Good-quality mental health assessments of children and treatment of mental health disorders is a generally undisputed role for CAMHS. More controversial is the timing of interventions, with many CAMHS still arguing that they are unable to offer anything until a child's care situation is stabilised with a long-term care plan in place. Prompt intervention (e.g. for ADHD) can prevent foster placement breakdown. Reference Wakelyn25
The introduction of LAC teams in the UK has been welcome, in that it encouraged the development of specialist expertise and also close working across health and social services. However, interventions in LAC services are short term, ending once a child is either rehabilitated or placed in alternative long-term care such as a kinship placement or adoption. We agree with Tarren-Sweeney Reference Tarren-Sweeney30 that services for looked-after and adopted children should have the capacity to offer long-term monitoring and treatment, unlike the acute intervention model of generic CAMHS. Not only is this a better model for children with long-term and complex needs, but it improves the likelihood that we will be able to prevent the onset of adult mental health disorders.

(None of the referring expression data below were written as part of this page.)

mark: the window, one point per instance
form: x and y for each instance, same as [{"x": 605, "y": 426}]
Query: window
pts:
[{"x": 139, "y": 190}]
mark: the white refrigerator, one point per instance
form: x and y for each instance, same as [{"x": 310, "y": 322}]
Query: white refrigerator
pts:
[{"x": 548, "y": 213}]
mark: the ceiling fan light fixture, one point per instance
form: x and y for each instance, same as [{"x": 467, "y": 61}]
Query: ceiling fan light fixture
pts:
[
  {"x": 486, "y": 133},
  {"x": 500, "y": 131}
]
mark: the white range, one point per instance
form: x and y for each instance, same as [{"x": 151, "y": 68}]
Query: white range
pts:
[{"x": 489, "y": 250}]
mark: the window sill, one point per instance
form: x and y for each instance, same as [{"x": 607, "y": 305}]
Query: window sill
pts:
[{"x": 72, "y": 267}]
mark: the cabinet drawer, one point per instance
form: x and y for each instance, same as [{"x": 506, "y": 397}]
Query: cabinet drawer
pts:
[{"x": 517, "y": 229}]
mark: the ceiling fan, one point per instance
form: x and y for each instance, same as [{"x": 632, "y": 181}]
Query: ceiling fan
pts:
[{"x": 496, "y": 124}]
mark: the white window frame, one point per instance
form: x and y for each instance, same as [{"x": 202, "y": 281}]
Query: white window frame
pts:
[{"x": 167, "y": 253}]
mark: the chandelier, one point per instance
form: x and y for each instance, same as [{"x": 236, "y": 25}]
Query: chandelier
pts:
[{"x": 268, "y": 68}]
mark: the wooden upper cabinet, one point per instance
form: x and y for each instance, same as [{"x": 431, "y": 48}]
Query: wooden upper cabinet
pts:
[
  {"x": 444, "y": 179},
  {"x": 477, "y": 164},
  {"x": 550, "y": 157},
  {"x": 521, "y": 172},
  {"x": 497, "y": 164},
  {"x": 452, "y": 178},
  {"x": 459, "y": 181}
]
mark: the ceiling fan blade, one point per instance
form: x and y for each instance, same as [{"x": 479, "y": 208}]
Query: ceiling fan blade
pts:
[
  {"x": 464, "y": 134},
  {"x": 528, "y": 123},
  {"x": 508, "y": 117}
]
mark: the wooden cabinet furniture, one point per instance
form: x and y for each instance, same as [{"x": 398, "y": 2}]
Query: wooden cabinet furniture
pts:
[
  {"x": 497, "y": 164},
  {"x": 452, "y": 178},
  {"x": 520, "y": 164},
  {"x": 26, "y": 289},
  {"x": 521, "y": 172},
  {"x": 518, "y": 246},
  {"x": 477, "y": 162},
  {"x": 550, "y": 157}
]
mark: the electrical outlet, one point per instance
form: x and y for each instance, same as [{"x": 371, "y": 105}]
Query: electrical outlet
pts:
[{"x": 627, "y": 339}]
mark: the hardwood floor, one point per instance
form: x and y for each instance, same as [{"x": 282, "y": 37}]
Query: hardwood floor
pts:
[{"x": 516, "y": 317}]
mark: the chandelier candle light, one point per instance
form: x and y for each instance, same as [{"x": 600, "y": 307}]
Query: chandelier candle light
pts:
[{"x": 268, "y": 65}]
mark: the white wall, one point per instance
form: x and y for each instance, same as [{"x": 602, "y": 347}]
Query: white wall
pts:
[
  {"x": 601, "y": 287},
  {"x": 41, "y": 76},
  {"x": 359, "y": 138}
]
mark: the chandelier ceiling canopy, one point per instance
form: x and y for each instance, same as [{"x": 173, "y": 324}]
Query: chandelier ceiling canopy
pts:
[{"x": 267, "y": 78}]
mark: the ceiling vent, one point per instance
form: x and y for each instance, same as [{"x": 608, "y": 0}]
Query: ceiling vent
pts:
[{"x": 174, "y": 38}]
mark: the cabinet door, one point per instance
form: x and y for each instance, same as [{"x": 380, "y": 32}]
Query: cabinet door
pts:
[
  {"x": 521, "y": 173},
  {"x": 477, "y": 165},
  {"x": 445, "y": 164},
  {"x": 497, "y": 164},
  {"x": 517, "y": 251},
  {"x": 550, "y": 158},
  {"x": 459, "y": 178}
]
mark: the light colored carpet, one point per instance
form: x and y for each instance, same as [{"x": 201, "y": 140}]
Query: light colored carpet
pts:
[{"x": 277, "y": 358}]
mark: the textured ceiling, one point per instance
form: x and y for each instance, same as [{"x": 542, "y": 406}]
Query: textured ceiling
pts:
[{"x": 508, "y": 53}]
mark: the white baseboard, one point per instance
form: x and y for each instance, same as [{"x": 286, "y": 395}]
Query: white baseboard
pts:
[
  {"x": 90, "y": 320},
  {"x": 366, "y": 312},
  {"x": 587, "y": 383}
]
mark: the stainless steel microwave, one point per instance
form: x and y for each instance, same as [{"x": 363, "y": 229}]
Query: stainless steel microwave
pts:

A coherent framework to provide adequate mental health support for this vulnerable population of children requires an agreed referral pathway, clear procedures for interagency working and interdisciplinary structures that facilitate close cooperation between disciplines working within social care, health and the family justice system. A good model would build on current LAC teams, creating specialist teams within CAMHS with expertise in this area. These teams could provide regular consultation to social workers, foster carers, residential workers, and adoption support social workers. An outreach component may help to overcome barriers relating to access. The team could liaise with adult mental health services over child protection issues relating to mental health in a parent. Where appropriate, they could refer children with psychiatric disorders to generic CAMHS for management and treatment. Strong links between the specialist team and generic CAMHS would be needed to prevent fragmentation of care. Reference Street and Davies31 The model would be one of triage and consultation as well as implementing treatment in areas that relate specifically to experiences of maltreatment and neglect. There is a need to develop and evaluate new interventions in this area in addition to continued outcome-monitoring of established evidence-based interventions.
Commissioning changes: a challenge and an opportunity
A period of financial restraint may seem an odd time to be promoting a utopian vision of service restructuring within CAMHS. However, the landscape of commissioning is changing rapidly. This is a time when other agencies, such as social care and the family justice system, are carefully re-evaluating their own approach to their work in this area. Changes within the NHS will lead to new developments in mental health commissioning. If ‘health and well-being boards’ are introduced, services with a clear public health benefit are more likely to be funded. 2 Money currently being paid to private experts by local authorities could be diverted into developing local CAMHS. There are some precedents for this in different parts of the country where local multidisciplinary expert witness teams have been initiated. Use of health economists can be invaluable in making the argument for restructuring. An evaluation of the FDAC by an international accountancy firm found that it saves the public purse more than it costs within a year. 35
It therefore seems an opportunity for CAMHS clinicians and managers to think through how we can best meet the needs of this population by clarifying roles, responsibilities, operational criteria and care pathways. Without this vision there is a risk that commissioning will take place without the benefit of the thoughtful expertise of clinicians and that as a result lack of clarity and patchy provision will prevail. More importantly, an opportunity to link CAMHS to a clear public health strategy will be missed.